President George W. Bush says the U.S. is committed "to fight the AIDS pandemic with compassion and decisive action." H-I-V/AIDS, he says, "is a global health crisis":
"At the start of this century, AIDS causes suffering from remote villages of Africa to the heart of America's big cities. This danger is multiplied by indifference and complacency."
According to the United Nations, more than thirty-nine million people around the world are living with either the human immuno-deficiency virus, H-I-V, or full-blown AIDS. In the past year, nearly three-million people have died and more than four-million new infections have been reported.
The U.S., says Mr. Bush, "leads the world in the fight against H-I-V/AIDS." In 2003, the U.S. launched an Emergency Plan for AIDS Relief. The five-year, fifteen-billion dollar plan is the largest public health initiative in history dedicated to battling a single disease. In partnership with host nations, the U.S. supports drug treatment for more than eight-hundred-twenty-thousand people living with AIDS in fifteen countries in Africa, Asia and the Caribbean.
More than eighteen million people worldwide have benefited from U.S.-supported counseling and testing services.
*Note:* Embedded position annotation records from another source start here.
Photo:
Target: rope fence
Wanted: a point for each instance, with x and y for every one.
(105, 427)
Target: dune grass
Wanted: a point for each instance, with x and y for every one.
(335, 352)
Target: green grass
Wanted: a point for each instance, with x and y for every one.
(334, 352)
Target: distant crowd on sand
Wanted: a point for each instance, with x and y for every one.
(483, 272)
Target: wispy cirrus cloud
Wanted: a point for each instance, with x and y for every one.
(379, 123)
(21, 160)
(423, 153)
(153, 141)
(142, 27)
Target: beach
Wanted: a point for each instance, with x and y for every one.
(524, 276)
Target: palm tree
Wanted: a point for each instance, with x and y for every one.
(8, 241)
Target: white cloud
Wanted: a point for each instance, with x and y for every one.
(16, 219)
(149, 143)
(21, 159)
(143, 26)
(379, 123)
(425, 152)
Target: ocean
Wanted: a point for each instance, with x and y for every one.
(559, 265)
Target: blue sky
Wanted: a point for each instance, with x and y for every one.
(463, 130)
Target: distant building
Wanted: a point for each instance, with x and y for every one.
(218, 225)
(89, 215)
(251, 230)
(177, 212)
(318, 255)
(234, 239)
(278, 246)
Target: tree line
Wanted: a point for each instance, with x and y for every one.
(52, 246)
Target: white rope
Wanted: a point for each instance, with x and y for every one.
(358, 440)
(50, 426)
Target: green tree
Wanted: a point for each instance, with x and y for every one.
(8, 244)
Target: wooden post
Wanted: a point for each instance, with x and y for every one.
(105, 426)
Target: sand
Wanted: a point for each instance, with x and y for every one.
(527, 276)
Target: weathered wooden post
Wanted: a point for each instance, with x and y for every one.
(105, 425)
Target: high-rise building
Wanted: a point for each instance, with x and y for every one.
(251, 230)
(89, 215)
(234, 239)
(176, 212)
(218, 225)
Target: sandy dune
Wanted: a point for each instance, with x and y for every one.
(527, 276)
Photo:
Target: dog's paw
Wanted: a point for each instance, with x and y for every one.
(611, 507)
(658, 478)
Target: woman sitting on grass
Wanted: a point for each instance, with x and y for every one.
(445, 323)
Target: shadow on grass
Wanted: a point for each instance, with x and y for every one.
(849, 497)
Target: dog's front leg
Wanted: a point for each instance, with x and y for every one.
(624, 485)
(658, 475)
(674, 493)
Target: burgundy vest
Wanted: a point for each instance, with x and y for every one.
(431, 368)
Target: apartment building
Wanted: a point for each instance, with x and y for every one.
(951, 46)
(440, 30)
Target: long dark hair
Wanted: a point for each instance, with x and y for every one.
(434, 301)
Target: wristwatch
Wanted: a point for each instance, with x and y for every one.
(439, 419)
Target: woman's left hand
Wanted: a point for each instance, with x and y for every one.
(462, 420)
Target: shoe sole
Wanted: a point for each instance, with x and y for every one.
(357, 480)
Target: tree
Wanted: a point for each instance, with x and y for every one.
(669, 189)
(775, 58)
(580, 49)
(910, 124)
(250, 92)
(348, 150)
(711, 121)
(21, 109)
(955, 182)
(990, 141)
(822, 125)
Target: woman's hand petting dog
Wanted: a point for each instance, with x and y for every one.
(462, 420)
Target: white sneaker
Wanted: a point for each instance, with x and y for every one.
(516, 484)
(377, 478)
Four and a half million more benefit from care services, including assistance to over two million orphans and vulnerable children.
Through its New Partners Initiative, says Mr. Bush, the U.S. also supports "faith-based and community organizations that offer much of the health care in the developing world." In addition, says Mr. Bush, the U.S. "and other concerned countries are promoting a comprehensive strategy to prevent the spread of H-I-V/AIDS. This includes the A-B-C approach encouraging abstinence, being faithful, and using condoms."
Mr. Bush says the U.S. stands with its "friends and partners around the world in the urgent struggle to fight this virus, comfort those who are affected, and save lives."
The preceding was an editorial reflecting the views of the United States Government.